To remedy the problem, workers welded the joints to in secret and the tower is now structurally sound. But we’re sure the public would’ve loved it if the constructors had told them that the Citicorp building could’ve collapsed at any moment.

4. Neuschwanstein Castle

King Ludwig II of Bavaria really loved the opera composer Richard Wagner’s work. So, in 1869, he decided to construct Neuschwanstein Castle, a fairytale-like retreat that was less of a home for the king and more of a giant stage for Wagner to perform.

The king paid for the castle out of his own pocket and according to initial estimates, it was supposed to take three years to build.

Fast-forward 14 years and the castle still wasn’t ready. Oh, and Richard Wagner died that year, putting a bit of a damper on Ludwig II’s plans.

Well, at least the king could still live in his castle. Well, he could’ve — but he found the sounds of the constantly ongoing construction so irritating he only ever spent 172 days in the castle before his death in 1886.

A vast portion of Ludwig II’s wealth went into the castle, but in the end, it was never completed. To this day, 154 years after construction began, Neuschwanstein Castle is unfinished.

3. Palace of Versailles

Ah, Versailles! Today, the palace and its 700 rooms are known as one of the most magnificent monuments to luxury and opulence ever built.

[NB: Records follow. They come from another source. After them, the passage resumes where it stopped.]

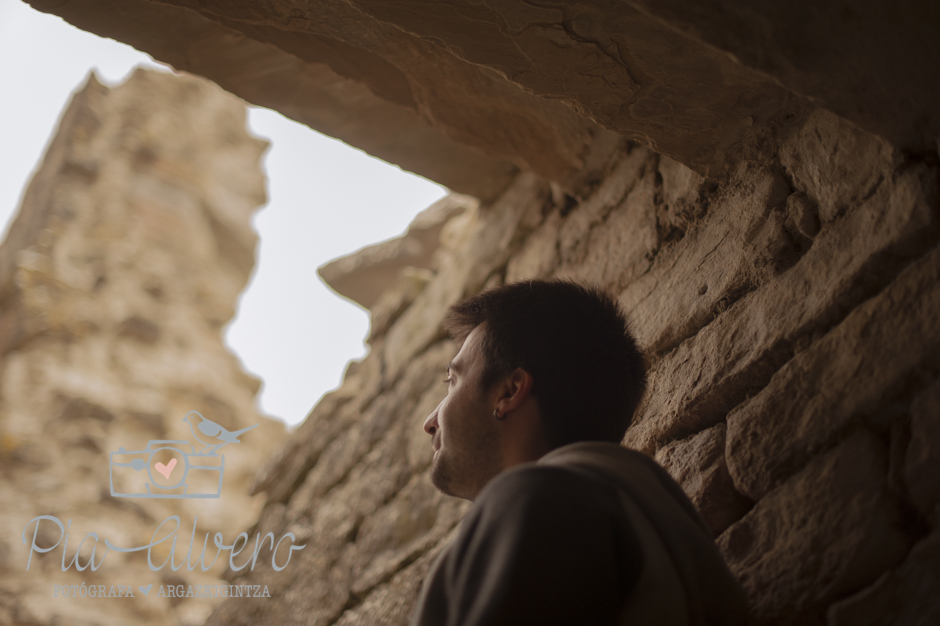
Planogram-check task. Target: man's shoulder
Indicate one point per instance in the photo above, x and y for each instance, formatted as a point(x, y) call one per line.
point(544, 486)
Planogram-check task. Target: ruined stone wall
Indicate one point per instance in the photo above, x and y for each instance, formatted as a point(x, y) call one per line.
point(126, 258)
point(787, 301)
point(789, 313)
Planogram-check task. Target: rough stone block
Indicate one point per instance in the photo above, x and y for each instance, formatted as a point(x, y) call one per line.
point(709, 374)
point(839, 382)
point(835, 163)
point(393, 603)
point(922, 460)
point(618, 248)
point(908, 595)
point(694, 279)
point(491, 241)
point(828, 531)
point(698, 464)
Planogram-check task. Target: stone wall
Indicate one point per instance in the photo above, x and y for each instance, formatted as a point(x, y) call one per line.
point(127, 256)
point(757, 182)
point(789, 313)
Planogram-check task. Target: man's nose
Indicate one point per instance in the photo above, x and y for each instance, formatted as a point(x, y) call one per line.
point(430, 424)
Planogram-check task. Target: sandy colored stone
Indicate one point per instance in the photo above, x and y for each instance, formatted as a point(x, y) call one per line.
point(835, 164)
point(805, 407)
point(828, 531)
point(364, 275)
point(907, 595)
point(922, 460)
point(720, 258)
point(873, 64)
point(128, 254)
point(698, 464)
point(709, 374)
point(491, 239)
point(394, 300)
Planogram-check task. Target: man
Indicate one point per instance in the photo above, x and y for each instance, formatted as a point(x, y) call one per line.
point(567, 526)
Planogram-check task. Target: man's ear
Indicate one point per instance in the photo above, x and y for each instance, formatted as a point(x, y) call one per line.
point(514, 390)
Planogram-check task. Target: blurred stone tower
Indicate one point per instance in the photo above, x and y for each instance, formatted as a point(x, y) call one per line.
point(126, 259)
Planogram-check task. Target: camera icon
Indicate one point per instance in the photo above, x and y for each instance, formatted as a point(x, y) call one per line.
point(171, 468)
point(166, 469)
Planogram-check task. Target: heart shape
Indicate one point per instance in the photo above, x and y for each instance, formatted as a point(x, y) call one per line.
point(166, 470)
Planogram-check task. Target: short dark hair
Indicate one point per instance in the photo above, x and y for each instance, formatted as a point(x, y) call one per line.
point(589, 374)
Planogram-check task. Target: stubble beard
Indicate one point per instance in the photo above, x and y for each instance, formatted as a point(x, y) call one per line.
point(464, 474)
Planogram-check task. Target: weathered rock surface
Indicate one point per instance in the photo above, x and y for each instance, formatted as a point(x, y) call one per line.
point(698, 465)
point(828, 531)
point(774, 434)
point(908, 595)
point(759, 186)
point(125, 260)
point(922, 459)
point(707, 375)
point(364, 275)
point(871, 63)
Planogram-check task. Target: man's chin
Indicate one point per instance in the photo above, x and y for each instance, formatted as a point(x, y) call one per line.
point(443, 478)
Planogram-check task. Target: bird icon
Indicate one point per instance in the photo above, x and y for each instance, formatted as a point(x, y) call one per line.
point(210, 430)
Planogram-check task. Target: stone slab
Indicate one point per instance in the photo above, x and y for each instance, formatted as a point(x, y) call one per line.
point(805, 407)
point(830, 530)
point(698, 464)
point(706, 376)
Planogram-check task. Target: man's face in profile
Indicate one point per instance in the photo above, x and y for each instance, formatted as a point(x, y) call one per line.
point(463, 429)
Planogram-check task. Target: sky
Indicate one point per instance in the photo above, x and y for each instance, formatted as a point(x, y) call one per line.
point(326, 200)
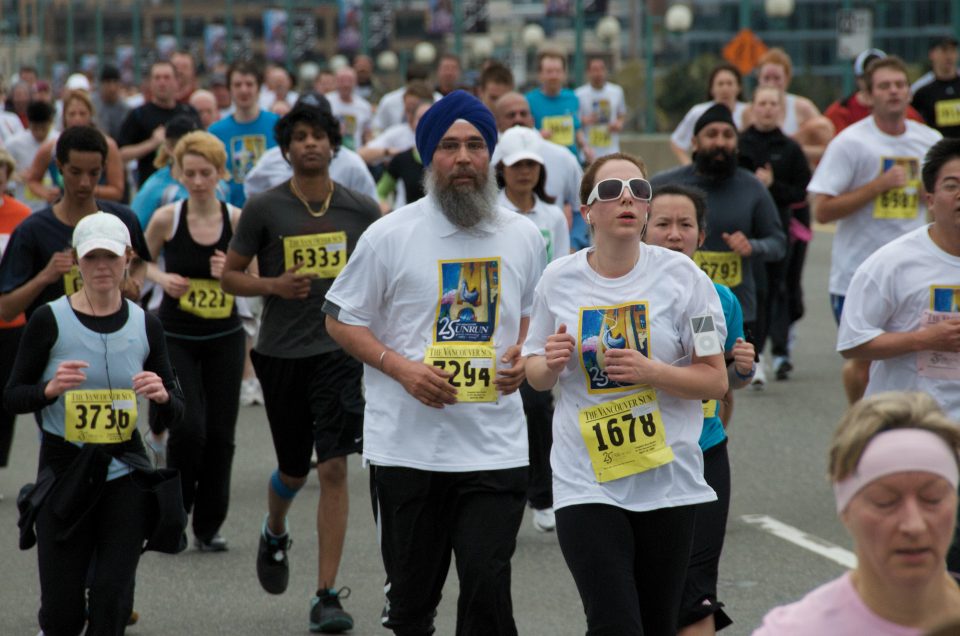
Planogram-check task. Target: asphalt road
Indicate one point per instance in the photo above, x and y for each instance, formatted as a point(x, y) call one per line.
point(778, 454)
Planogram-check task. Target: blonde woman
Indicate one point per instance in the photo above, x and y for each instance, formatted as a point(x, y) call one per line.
point(204, 333)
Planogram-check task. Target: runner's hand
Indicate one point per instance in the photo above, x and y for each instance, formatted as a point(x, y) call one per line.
point(510, 378)
point(149, 385)
point(58, 265)
point(558, 349)
point(290, 285)
point(174, 285)
point(629, 366)
point(67, 376)
point(738, 242)
point(427, 383)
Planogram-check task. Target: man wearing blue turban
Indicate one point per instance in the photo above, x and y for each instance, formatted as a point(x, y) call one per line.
point(435, 302)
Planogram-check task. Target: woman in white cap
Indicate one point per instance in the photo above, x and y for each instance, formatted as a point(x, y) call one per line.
point(893, 464)
point(522, 177)
point(83, 363)
point(78, 110)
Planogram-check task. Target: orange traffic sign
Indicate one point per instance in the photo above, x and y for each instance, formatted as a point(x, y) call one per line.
point(744, 50)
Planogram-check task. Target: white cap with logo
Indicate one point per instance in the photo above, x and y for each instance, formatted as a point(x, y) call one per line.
point(101, 231)
point(516, 144)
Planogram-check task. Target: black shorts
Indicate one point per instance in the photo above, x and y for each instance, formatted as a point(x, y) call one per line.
point(313, 402)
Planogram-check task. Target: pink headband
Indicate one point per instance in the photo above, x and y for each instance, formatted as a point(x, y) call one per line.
point(898, 451)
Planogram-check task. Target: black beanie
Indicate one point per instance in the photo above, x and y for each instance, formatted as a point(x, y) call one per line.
point(716, 113)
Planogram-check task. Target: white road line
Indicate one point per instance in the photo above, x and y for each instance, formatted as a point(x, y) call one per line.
point(808, 541)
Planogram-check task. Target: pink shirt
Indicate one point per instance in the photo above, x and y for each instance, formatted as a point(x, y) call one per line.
point(832, 608)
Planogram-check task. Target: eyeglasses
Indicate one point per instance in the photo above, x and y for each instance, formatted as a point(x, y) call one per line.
point(474, 146)
point(610, 189)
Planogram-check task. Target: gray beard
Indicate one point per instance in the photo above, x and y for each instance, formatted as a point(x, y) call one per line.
point(464, 207)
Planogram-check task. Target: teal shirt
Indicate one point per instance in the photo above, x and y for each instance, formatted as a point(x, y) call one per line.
point(713, 433)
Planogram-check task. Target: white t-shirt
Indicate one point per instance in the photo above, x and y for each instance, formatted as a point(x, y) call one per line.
point(354, 117)
point(660, 295)
point(393, 286)
point(23, 148)
point(400, 137)
point(889, 293)
point(347, 169)
point(551, 222)
point(683, 135)
point(857, 156)
point(607, 104)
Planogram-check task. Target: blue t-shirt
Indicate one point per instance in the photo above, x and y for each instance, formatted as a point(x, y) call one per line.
point(160, 189)
point(562, 116)
point(245, 144)
point(713, 433)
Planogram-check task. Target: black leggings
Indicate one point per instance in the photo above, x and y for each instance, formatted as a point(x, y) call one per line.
point(9, 341)
point(102, 552)
point(629, 567)
point(201, 446)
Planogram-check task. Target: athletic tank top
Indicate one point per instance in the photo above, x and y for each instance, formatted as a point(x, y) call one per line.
point(123, 352)
point(790, 125)
point(204, 311)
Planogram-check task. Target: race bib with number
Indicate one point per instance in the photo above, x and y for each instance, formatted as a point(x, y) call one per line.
point(725, 268)
point(100, 416)
point(474, 368)
point(206, 299)
point(561, 129)
point(600, 136)
point(710, 408)
point(322, 255)
point(900, 203)
point(625, 437)
point(948, 112)
point(72, 283)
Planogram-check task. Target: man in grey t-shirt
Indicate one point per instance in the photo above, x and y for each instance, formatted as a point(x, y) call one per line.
point(302, 233)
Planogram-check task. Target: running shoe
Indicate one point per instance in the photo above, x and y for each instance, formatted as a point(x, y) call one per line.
point(273, 566)
point(782, 367)
point(327, 615)
point(216, 544)
point(759, 382)
point(544, 520)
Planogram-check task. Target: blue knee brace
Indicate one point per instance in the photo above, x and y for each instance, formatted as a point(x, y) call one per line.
point(283, 491)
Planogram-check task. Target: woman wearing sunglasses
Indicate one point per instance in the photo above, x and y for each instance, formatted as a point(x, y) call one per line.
point(612, 326)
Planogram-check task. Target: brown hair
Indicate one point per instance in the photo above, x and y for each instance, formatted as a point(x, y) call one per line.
point(590, 174)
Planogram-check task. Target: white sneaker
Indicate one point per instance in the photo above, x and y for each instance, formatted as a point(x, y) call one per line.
point(250, 392)
point(544, 520)
point(759, 382)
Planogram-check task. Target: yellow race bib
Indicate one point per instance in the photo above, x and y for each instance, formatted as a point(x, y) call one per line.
point(561, 129)
point(72, 283)
point(948, 112)
point(725, 268)
point(625, 437)
point(322, 255)
point(206, 299)
point(474, 367)
point(710, 408)
point(600, 136)
point(97, 416)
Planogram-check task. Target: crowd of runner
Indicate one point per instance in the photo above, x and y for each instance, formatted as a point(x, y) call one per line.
point(478, 291)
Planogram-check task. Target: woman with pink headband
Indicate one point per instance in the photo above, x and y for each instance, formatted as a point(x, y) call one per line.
point(893, 464)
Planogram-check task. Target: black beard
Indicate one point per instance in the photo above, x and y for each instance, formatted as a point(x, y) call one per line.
point(716, 163)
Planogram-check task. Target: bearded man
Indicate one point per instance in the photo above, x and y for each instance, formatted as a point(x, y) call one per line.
point(435, 302)
point(743, 222)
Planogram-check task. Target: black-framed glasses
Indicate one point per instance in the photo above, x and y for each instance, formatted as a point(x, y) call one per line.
point(611, 189)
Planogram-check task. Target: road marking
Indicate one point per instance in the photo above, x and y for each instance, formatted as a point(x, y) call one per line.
point(808, 541)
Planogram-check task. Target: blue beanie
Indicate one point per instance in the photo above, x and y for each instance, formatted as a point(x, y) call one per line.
point(437, 121)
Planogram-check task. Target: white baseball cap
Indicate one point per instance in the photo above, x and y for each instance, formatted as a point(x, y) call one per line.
point(516, 144)
point(101, 231)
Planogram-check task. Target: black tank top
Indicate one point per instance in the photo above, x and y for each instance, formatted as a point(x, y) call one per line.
point(205, 310)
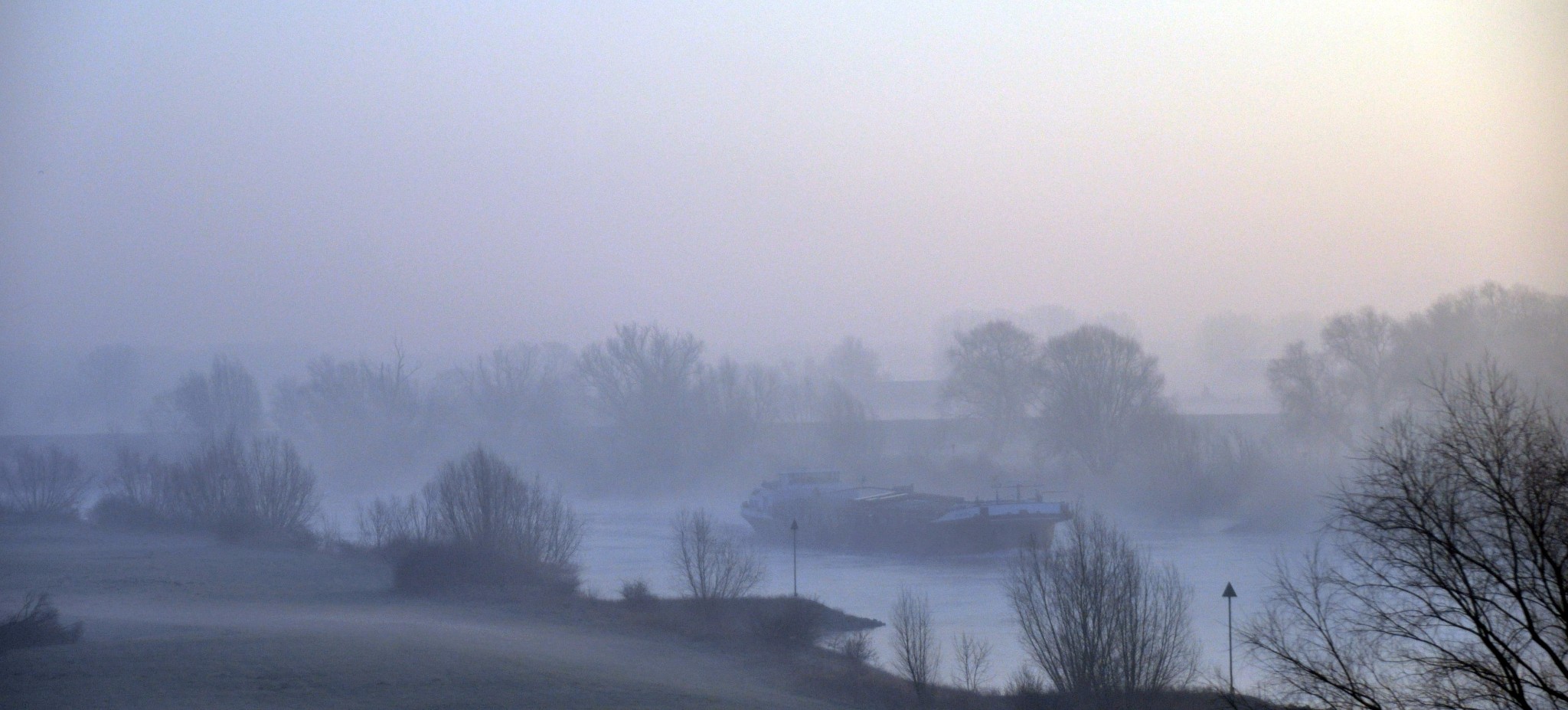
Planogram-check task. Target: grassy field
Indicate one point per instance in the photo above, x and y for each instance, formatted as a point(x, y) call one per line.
point(182, 621)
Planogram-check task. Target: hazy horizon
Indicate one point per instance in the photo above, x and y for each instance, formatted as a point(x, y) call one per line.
point(190, 175)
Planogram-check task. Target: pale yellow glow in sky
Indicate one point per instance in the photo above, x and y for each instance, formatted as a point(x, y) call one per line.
point(206, 175)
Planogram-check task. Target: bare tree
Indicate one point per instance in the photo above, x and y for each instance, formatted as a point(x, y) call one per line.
point(1364, 342)
point(1099, 395)
point(645, 381)
point(974, 662)
point(995, 375)
point(1449, 581)
point(916, 653)
point(736, 404)
point(479, 500)
point(283, 486)
point(221, 400)
point(361, 413)
point(712, 561)
point(43, 483)
point(519, 391)
point(1312, 400)
point(1096, 615)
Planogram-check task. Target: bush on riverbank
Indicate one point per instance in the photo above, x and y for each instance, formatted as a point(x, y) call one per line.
point(477, 525)
point(37, 624)
point(256, 489)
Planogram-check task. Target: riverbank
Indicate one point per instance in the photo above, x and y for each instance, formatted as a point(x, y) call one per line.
point(185, 621)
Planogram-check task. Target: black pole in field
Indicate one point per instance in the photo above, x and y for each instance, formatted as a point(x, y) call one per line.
point(794, 558)
point(1230, 638)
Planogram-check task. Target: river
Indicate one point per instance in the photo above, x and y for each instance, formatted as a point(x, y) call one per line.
point(631, 539)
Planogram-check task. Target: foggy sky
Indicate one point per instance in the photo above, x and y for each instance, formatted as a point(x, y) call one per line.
point(460, 176)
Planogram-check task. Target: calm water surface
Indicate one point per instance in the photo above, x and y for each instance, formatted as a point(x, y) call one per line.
point(631, 539)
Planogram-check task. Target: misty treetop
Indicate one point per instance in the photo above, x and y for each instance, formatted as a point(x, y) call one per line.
point(1369, 364)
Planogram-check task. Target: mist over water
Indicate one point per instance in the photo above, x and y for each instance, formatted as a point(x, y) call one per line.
point(275, 272)
point(631, 539)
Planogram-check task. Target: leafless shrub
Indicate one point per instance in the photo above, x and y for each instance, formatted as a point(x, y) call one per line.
point(230, 486)
point(480, 500)
point(46, 483)
point(1096, 615)
point(393, 524)
point(916, 653)
point(788, 621)
point(857, 646)
point(1448, 585)
point(1026, 685)
point(477, 524)
point(712, 561)
point(974, 662)
point(37, 624)
point(637, 594)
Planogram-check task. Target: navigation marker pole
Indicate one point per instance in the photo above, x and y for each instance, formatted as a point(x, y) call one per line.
point(1230, 640)
point(794, 558)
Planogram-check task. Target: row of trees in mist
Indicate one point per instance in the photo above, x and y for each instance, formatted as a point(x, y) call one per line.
point(1086, 410)
point(1369, 365)
point(642, 407)
point(1089, 407)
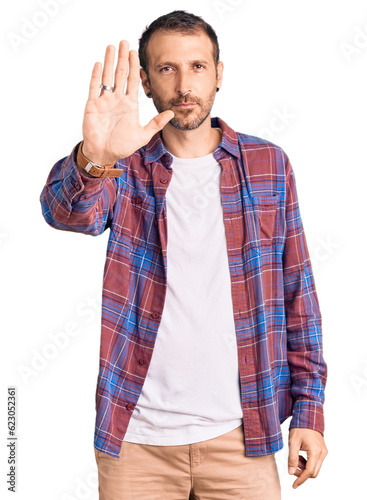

And that luxury came at a staggering price in human lives.

Versailles got its beginnings as the French king’s humble hunting lodge. But Louis XIV — the Sun King — decided to turn it into the pompous palace it is today.

The issue was that the original hunting lodge stood in the middle of inhospitable swampland. That, combined with the harsh treatment of workers at the time, resulted in the deaths of thousands of workers.

The swampy conditions brought on disease, while brutal taskmasters worked the laborers to the brink of death. Just between 1684 and 1685, 1,320 workers died to make Versailles happen.

2. Willow Island

The Willow Island disaster in West Virginia is another deathly construction disaster. Granted, in pure numbers, it’s nothing compared to Versailles or, say, the Panama Canal, the deadliest construction project of all time.

But proportionally, Willow Island just might take the cake. That’s because everybody who worked on it died in 1978.

While building the Pleasants Power Station’s second cooling tower, a slack cable caused a construction crane to fall inside the tower. As it hit the structure, the concrete layers began to unravel and crumble, causing the tower to collapse inwards.

In total, 51 workers — the entire workforce constructing the tower — fell to their death and were buried under the rubble. When rescuers finally dug out, their remains were so badly damaged that many of the men were only identified from the items in their pockets.

Today, Willow Island is one of, if not the deadliest construction accident in U.S. history.

1. Choluteca Bridge

Very little went wrong during the building of the bridge spanning the Choluteca River in Honduras. It opened to traffic in 1998 without problems and was at the time a marvel of engineering in Latin America.

But a freak act of nature made Choluteca Bridge potentially the unluckiest construction project ever.

You see, the same year the bridge opened, Hurricane Mitch hit Honduras. The intense storm was a disaster, killing approximately 7,000 people.

But it also rerouted the Choluteca River. The force of the storm caused massive flooding in the river and the waters carved an entirely new route through the land.

After the storm, the river flowed around the bridge, not under it. The Choluteca Bridge was now a bridge over absolutely nothing, earning it the nickname the Bridge to Nowhere.

It took until 2003 before workers could reroute the river and reconnect the bridge to the Honduran road network. For five years, it stood as a reminder that no matter what we build, Mother Nature will mess it up as soon as she feels like it.